I’ve spent some time working on this problem over a variety of projects. I’ve cut and pasted some past thoughts, bullets, etc from previous discussions. My background involves architecting systems that move large volumes of data from network cards to storage and then back again on request, with processing between the steps. A very similar set of concerns.
The two main constraints that usually dominate your PyTorch training performance and ability to saturate the shiny GPUs are your total CPU IPS (instructions per second) and your storage IOPS (I/O per second).
You want the CPUs to be performing preprocessing, decompression, and copying – to get the data to the GPU. You don’t want them to be idling or busy-waiting for thread/process synchronization primitives, IO, etc. The easiest way to improve CPU utilization with the PyTorch is to use the worker process support built into Dataloader. The preprocessing that you do in using those workers should use as much native code and as little Python as possible. Use Numpy, PyTorch, OpenCV and other libraries with efficient vectorized routines that are written in C/C++. Looping through your data byte by byte in Python will kill your performance, massacre the memory allocator, etc.
With most common use cases, the preprocessing is done well enough to not be an issue. Things tend to fall apart dramatically hitting the IOPS limit of your storage. Most simple PyTorch datasets tend to use media stored in individual files.
- Modern filesystems are good, but when you have thousands of small files and you’re trying to move GB/s of data, reading each file individually can saturate your IOPS long before you can ever maximize GPU or CPU utilization.
- Just opening a file by name with PIL can be an alarming number of disk seeks (profile it)
- Quick fix: buy an NVME SSD drive, or two.
- SATA SSD is not necessarily going to cut it, you can saturate them with small to medium image files + default loader/dataset setups feeding multiple GPUs.
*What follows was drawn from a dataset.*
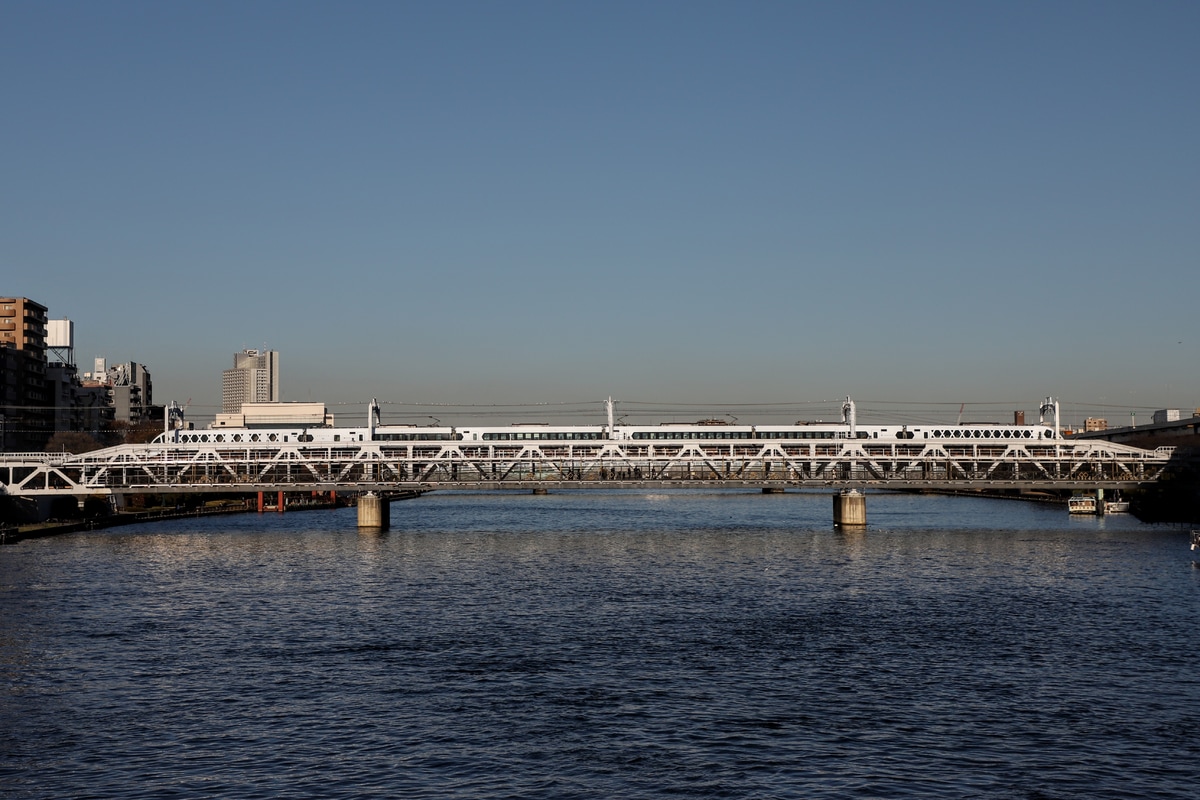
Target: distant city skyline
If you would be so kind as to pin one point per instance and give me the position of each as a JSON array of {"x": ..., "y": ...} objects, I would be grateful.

- Magnetic drives are going to fall on their face
- If you are stuck with certain drives or max out the best, the next move requires more advanced caching, prefetching, on-disk format – move to an index/manifest + record based bulk data (like tfrecord or RecordIO) or an efficient memory-mapped/paged in-process DB
- I’ve leveraged LMDB successfully with PyTorch and a custom simplification of the Python LMDB module. My branch here (https://github.com/rwightman/py-lmdb/tree/rw). I didn’t document or explain what I did there or why, ask if curious.
- Beyond an optimal number (experiment!), throwing more worker processes at the IOPS barrier WILL NOT HELP, it’ll make it worse. You’ll have more processes trying to read files at the same time, and you’ll be increasing the shared memory consumption by significant amounts for additional queuing, thus increasing the paging load on the system and possibly taking you into thrashing territory that the system may never recover from
- Once you have saturated the IOPS of your storage or taxed the memory subsystem and entered into a thrashing situation, it won’t look like you’re doing a whole lot. There will be a lot of threads/processes (including kernel ones) basically not doing much besides waiting for IO, page faults, etc. Behaviour will usually be sporadic and bursty once you cross the line of what can be sustained by your system, much like network link utilization without flow control (queuing theory).
Other pointers for a fast training setup with minimal work over the defaults:
- Employ some of the optimizations in NVIDIA’s examples (https://github.com/NVIDIA/apex/tree/master/examples/imagenet). NVIDIA’s fast_collate and prefetch loader w/ GPU normalization step do help a bit.
- I’ve seen big gains over torch.DataParallel using apex.DistributedDataParallel. Moving from ‘one main process + worker process + multiple-GPU with DataParallel’ to 'one process-per GPU with apex (and presumably torch)
- DistributedDataParallel has always improved performance for me. Remember to (down)scale your worker processes per training process accordingly. Higher GPU utilization and less waiting for synchronization usually results, the variance in batch times will reduce with the average time moving closer to the peak.
- Use SIMD fork of Pillow with default PyTorch transforms, or write your own OpenCV image processing and loading routines
- Don’t leave the dataloader pin_memory=‘True’ on by default in your code. There was a reason why PyTorch authors left it as False. I’ve run into many situations where True definitely does cause extremely negative paging/memory subsystem impact . Try both.
An observation on the tfrecord/recordio chunking. For IO, even flash based, randomness is bad, sequential chunks are good. Hugely so when you have to move physical disk heads. The random/shuffled nature of training is thus worst case. When you see gains using record/chunked data, it’s largely due to the fact that you read data in sequential chunks. This comes with a penalty. You’ve constrained how random your training samples can be from epoch to epoch. With tfrecord, you usually shuffle once when you build the the tfrecord chunks. When training, you can only shuffle again within some number of queued record files (constrained by memory), not across the whole dataset. In many situations, this isn’t likely to cause problems, but you do have to be aware for each use case, tune your record size to balance performance with how many samples you’d like to shuffle at a time.